Why do we do clamping/clipping for Z-scoring at -2.5/2.5. Should we?

Ward Weistra

unread,

Oct 5, 2015, 12:30:08 PM10/5/15

to transmart-discuss, Axel Oehmichen, eugene.ra...@thomsonreuters.com, Askar Obulkasim, Sander de Ridder, Wim van der Linden, Michael T. McDuffie

Dear all,

Historically the tranSMART ETL pipelines have been cutting of Z-scores at -2.5 and 2.5. For our recent developments on transmart-batch we have mirrored this implementation to stay in line with that: https://github.com/thehyve/transmart-batch/blob/master/docs/hd-data-processing-details.md.

From a previous report by Axel (https://jira.transmartfoundation.org/browse/TMART-410) it seems that this might be needed for the heatmap, to make sure the color range is the same for all datasets. This is probably related to the analyses in https://github.com/transmart/Rmodules/blob/master/web-app/Rscripts/Heatmap/HeatmapLoader.R, which uses color.range.clamps = c(-2.5,2.5).

However, we think it might be better to make sure the analyses clip their Z-scores if they really need it, and see no reason to force this upon all analyses and the export by doing the clipping already at ETL.

My questions to you:

Do you know why this choice was made originally, for this to be handled at ETL?
Do you agree this should be handled in the analyses and ETL should not clip Z-scores?
How is this handled in other ETL pipelines (tmDataLoader?) and what are your plans with it?

Thanks again for your answers!

Best regards,

Ward

Sidenote: At some point it might be valuable to have a dedicated ETL/data handling discussion group for these kind of questions.

Annick Peleraux

unread,

Oct 9, 2015, 10:59:36 AM10/9/15

to transmart-discuss, axelfrancois...@imperial.ac.uk, eugene.ra...@thomsonreuters.com, as...@thehyve.nl, san...@thehyve.nl, wim.van.d...@philips.com, Michael_...@hms.harvard.edu

Hello,

Here is my point of view on z-scores calculation in tranSMART ETL pipelines. I would like to break it into 4 points:

1. Do we need z-score calculation by ETL ("global z-scores") and storage in database?

In my eyes, it is in most of cases not appropriate to calculate z-scores at the time of data loading because z-scores should be calculated based on the particular analysis which is run. This is why we have requested the "calculate z-scores on-the-fly" option in tranSMART workflows on high dim data. We are currently debating whether high dim workflows should not systematically retrieve log2 values from the database and calculate z-scores on-the-fly on the samples used in the analysis. Of course, "global z-scores" could be calculated on-the-fly by selecting all subjects and all nodes in a workflow.

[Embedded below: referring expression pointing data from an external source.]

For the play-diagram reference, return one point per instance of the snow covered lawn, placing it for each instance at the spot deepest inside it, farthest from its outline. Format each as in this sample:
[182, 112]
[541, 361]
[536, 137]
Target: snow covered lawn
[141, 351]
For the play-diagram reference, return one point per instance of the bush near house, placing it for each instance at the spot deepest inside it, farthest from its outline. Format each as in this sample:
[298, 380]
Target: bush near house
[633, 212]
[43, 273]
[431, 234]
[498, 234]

Here are 2 examples where "global z-scores" cannot be used:

A. When you want to focus your analysis on a subset of subjects from the study, let’s say old women, and you are not interested on the level of expression as compared to the other subjects in the study, but only among those women, global z-scores are not appropriate. Z-scores should be calculated only across samples from old women.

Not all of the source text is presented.